Today’s most distracting read is undoubtedly the University of Chicago’s John Paul Rollert writing at the Atlantic about a conference on Objectivism (put on by the Stalinists of Objectivism, the Ayn Rand Institute) he attended last summer in Las Vegas. He spends a good part of his article explaining the Galtish Faith to the uninitiated, but also uses the contrast between the sterile verities of Rand’s system with the poverty and squalor on display on the streets of Vegas.
A catechumen made his way to the microphone to ask the kind of question one might expect to be addressed by a session titled “The Inequality Debate.” Having spent a few days in Las Vegas, the young man was distressed by the evidence of poverty he had seen on the Strip, which can be considerable, given that Nevada’s tourism and housing industries were devastated by the financial crisis and the state still has the second-highest unemployment rate in the country. So much of the presentation seemed to revolve around a dispute between elites over the philosophical implications of inequality, he said, but what about “the street junkies? They are so miserable and they sleep on the street.” His question was simple: “Why isn’t the free market hiring those people?”
[ARI Executive Director Yaron] Brook’s response began unevenly, detouring through an observation about the malice of minimum-wage laws and a presentist history of the progressive era before turning to the young man’s question. “None of these phenomena that you’re seeing out there, homeless people and so on, are phenomena of capitalism,” he declared. The people outside the gates of The Venetian, hustling in the 111-degree heat, their fates are the “phenomena of mixed economy,” the side-effects of social welfare policies and regulations. They exist despite capitalism, not because of it.
Since capitalism is, to allude to the title of a book of essays from Rand, Alan Greenspan and other disciples, “the unknown ideal,” it can safely be defended from complicity with all human evil, notes Rollert.
But something else in Rollert’s account struck me as even more interesting that the contrast between Objectivist economics and the actual economy: the irony of a philosophical movement that began as a cult of architecture as the apex of human creativity (in Rand’s The Fountainhead) meeting in the bizarre manmade fantasy-scape of Vegas’ Venetian, headquarters of the man who epitomizes contemporary capitalism’s reality far more than the fictional John Galt: Sheldon Adelson.
As Rand famously described it, the “essence” of Objectivism was “man as a heroic being” with “productive achievement as his noblest activity.” It follows from this that every great work indicates a great man, making a dazzling skyscraper (Howard Roark’s achievement in The Fountainhead) or a revolutionary engine (John Galt’s in Atlas Shrugged) nothing less than a “monument to human morality….”
The Venetian Las Vegas is Sheldon Adelson’s monument to human morality. The hotel, which opened in 1999, replaced the venerable Sands Casino with a simulated medley of major sights in Venice.
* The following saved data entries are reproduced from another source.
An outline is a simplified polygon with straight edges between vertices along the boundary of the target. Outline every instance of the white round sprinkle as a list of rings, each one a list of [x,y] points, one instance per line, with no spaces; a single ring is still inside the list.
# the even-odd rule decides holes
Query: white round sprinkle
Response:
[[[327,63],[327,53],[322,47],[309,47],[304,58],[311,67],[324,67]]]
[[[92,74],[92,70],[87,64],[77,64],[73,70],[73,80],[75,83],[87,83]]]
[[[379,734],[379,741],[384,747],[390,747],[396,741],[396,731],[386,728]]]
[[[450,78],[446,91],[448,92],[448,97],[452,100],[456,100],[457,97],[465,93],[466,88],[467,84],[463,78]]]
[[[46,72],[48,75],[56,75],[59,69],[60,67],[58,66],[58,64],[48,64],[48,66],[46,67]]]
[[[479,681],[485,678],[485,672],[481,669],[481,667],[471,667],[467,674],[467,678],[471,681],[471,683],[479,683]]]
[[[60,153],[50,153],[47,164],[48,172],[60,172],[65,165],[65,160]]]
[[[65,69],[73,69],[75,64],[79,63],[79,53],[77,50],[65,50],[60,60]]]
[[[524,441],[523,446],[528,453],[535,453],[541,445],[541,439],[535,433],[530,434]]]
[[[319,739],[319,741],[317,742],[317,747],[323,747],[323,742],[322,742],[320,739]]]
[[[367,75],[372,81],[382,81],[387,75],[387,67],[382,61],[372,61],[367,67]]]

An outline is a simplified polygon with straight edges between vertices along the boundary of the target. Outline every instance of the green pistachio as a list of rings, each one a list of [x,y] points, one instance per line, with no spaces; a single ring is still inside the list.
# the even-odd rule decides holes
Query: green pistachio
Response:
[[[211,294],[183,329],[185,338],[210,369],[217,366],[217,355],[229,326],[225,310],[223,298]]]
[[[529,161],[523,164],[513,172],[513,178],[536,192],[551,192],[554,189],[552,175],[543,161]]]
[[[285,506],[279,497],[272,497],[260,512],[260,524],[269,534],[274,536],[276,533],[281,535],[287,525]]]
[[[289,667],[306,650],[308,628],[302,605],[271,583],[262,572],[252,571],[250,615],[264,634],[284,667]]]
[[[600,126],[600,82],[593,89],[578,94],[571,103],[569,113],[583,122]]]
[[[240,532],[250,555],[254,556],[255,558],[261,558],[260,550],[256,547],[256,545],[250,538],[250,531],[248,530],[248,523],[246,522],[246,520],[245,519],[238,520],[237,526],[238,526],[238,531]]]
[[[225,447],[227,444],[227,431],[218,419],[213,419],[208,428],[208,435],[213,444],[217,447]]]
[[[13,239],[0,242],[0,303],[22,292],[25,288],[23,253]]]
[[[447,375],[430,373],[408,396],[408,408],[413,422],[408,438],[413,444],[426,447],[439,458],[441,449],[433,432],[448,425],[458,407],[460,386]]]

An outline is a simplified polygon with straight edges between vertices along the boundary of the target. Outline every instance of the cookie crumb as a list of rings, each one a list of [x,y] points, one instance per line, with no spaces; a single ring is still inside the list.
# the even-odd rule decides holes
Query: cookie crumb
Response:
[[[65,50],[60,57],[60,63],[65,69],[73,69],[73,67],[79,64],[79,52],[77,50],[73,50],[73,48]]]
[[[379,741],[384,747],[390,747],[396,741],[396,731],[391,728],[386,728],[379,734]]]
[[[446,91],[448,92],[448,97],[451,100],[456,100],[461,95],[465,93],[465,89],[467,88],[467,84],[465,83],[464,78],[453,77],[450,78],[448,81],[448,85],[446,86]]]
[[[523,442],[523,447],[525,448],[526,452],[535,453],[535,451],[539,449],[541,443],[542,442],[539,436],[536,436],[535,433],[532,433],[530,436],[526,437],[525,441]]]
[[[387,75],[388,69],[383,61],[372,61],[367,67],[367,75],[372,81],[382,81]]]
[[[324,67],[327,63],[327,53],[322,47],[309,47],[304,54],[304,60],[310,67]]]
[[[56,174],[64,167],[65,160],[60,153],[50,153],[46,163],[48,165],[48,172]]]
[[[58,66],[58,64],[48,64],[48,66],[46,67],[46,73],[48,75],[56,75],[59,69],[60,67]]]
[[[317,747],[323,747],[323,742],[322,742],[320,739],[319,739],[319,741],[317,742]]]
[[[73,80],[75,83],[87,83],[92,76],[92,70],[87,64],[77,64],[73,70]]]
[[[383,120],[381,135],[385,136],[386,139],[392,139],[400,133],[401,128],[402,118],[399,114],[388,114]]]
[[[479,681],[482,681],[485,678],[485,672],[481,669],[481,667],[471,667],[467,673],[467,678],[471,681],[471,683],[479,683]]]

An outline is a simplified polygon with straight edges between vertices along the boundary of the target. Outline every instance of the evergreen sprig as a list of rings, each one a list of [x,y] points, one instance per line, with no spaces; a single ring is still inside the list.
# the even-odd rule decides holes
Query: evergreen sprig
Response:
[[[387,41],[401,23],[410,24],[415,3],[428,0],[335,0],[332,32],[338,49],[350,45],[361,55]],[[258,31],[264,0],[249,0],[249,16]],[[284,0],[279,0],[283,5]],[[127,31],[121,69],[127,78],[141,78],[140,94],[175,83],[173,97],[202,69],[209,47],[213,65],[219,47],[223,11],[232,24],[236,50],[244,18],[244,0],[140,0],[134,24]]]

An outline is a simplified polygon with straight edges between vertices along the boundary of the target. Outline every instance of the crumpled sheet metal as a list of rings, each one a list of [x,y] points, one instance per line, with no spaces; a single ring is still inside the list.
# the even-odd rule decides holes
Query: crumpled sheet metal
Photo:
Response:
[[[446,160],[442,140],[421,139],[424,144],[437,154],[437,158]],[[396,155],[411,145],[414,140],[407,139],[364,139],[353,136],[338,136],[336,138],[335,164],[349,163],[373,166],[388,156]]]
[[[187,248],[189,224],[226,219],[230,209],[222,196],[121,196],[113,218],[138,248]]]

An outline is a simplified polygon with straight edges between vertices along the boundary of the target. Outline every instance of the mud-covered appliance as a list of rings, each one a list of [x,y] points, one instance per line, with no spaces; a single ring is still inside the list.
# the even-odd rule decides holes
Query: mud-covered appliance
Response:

You can enter beneath an obelisk tower that recalls St. Mark’s Campanile before stepping onto a moving sidewalk to cross the arched back of the Rialto Bridge and glide into the Doge’s Palace. The actual palace in Venice received over 1.3 million visitors in 2010. The impostor receives 50,000 a day.
Once inside, you have to follow the arcade of shops along a faux canal, complete with recumbent lovers and crooning gondoliers, to find the gilded catacombs that are the conference halls. It’s not easy. Casino complexes are designed to disorient, denying those inside any sign of reality: where they are, what time it is, why, perhaps, they ought to go home already. Every time I turned a corner I seemed to find my way back into the casino, a coincidence that was at once irritating and entirely unremarkable.
Not to mention appropriate–not just the endless channeling of visitors to the dens of vice and profit, but the celebration of capitalism in the temple of the golden calf.